Grooming and Allergies

DOG Digest


Excerpt from Happy Dog: How Busy People Care for Their Dogs

It’s a Fur Thing
Everyone appreciates a nice head of hair, but keeping it looking great is sometimes more work than one can handle. You can imagine how much work grooming would be if your entire body were covered with hair and you tended to drag it around on the ground wherever you went. The fact is that some breeds have quite elaborate grooming requirements while others are more the wash-and-go variety.

Now, if you have your heart set on an Afghan hound, there are grooming cuts that make the fur easier to manage, but the dog might not look like the breed you fell in love with. Just expect that if you want that long, flowing mane, it’s going to take work and the skills of a professional dog groomer. You’ll need to factor in time and money for breeds with hairy needs. Just as long as you’re realistic, you’ll both be happy.

Okay, I Can Handle the Grooming as Long as They Don’t Shed!
Unless you are selecting a bald breed, expect that most dogs are going to shed, at least some. After all, you shed, so why shouldn’t your canine companion?
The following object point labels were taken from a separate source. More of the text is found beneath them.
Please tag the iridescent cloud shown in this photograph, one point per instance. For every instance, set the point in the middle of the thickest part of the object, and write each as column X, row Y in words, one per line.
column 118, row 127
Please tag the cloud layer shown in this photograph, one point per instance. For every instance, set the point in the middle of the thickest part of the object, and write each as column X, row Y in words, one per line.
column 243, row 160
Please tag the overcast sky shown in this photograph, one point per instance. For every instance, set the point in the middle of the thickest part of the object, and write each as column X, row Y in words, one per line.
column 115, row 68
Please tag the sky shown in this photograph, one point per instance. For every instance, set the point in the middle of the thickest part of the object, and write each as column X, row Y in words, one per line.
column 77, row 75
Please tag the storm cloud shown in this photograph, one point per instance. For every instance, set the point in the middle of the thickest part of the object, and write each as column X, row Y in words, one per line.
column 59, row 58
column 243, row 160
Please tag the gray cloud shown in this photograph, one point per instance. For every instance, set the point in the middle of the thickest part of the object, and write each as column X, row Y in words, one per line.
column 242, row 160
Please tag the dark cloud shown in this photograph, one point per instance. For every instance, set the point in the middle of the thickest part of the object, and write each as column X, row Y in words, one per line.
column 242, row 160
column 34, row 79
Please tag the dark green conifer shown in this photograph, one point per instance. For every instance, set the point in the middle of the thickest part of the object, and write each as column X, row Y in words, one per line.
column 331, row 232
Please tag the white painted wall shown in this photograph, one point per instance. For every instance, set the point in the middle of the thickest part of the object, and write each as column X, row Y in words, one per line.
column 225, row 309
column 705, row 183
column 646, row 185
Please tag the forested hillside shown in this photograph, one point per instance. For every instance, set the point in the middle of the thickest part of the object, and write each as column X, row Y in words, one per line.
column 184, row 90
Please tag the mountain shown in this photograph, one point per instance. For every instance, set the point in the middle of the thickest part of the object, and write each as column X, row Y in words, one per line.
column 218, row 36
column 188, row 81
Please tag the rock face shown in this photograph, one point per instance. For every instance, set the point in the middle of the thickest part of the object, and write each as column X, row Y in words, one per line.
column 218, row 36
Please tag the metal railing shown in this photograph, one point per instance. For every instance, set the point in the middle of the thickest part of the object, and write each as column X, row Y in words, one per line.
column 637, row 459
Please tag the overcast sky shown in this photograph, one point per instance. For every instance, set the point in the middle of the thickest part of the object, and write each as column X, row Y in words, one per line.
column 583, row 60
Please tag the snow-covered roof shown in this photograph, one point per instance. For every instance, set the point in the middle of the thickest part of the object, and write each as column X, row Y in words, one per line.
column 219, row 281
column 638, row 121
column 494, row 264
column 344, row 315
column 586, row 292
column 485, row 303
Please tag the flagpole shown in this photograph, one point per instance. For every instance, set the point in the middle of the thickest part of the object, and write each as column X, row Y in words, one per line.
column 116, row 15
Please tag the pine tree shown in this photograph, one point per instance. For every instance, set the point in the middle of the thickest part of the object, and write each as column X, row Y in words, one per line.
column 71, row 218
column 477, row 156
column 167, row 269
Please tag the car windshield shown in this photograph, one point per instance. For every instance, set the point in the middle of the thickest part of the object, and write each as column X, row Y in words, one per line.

If you are concerned about unsightly collections of fur around your living area, you might want to take our advice on breed selection, brush regularly to remove fur, and limit exposure to pieces of furniture that are beyond compromise. Drape a cotton sheet over your furniture to keep fur adherence to a minimum, but also keep sticky tape and a lint brush handy if you or your guests are sensitive to misplaced fur.

Help! I’m Sensitive
No dogs are entirely nonallergenic, but it is possible to own a dog even if you have a documented sensitivity. The most important factor is to select a breed that is considered less allergenic than others. Test your reaction before bringing the dog home. Once home, have someone (not you) routinely wipe the dog down with solutions that will help remove fur and dander before you have the opportunity to inhale them. These solutions are commercially available, but water is an acceptable alternative in many cases.

Remember, too, that dogs often collect considerable amounts of pollen and mold in their coats when they go outdoors. If you have sensitivities to these items as well, make wiping the dog down a routine event whenever your dog comes in from the great outdoors. It may not be possible to completely eliminate hypersensitivities in this manner, but we certainly understand the motivation for wanting to give it a try. It is a good idea for people with allergies/pollen sensitivities to "clear the air” by placing HEPA filters in key rooms of the house, especially bedrooms and living rooms. And train your dog to go into a crate or his own dog bed outside of your bedroom to keep allergens from accumulating in the bedroom.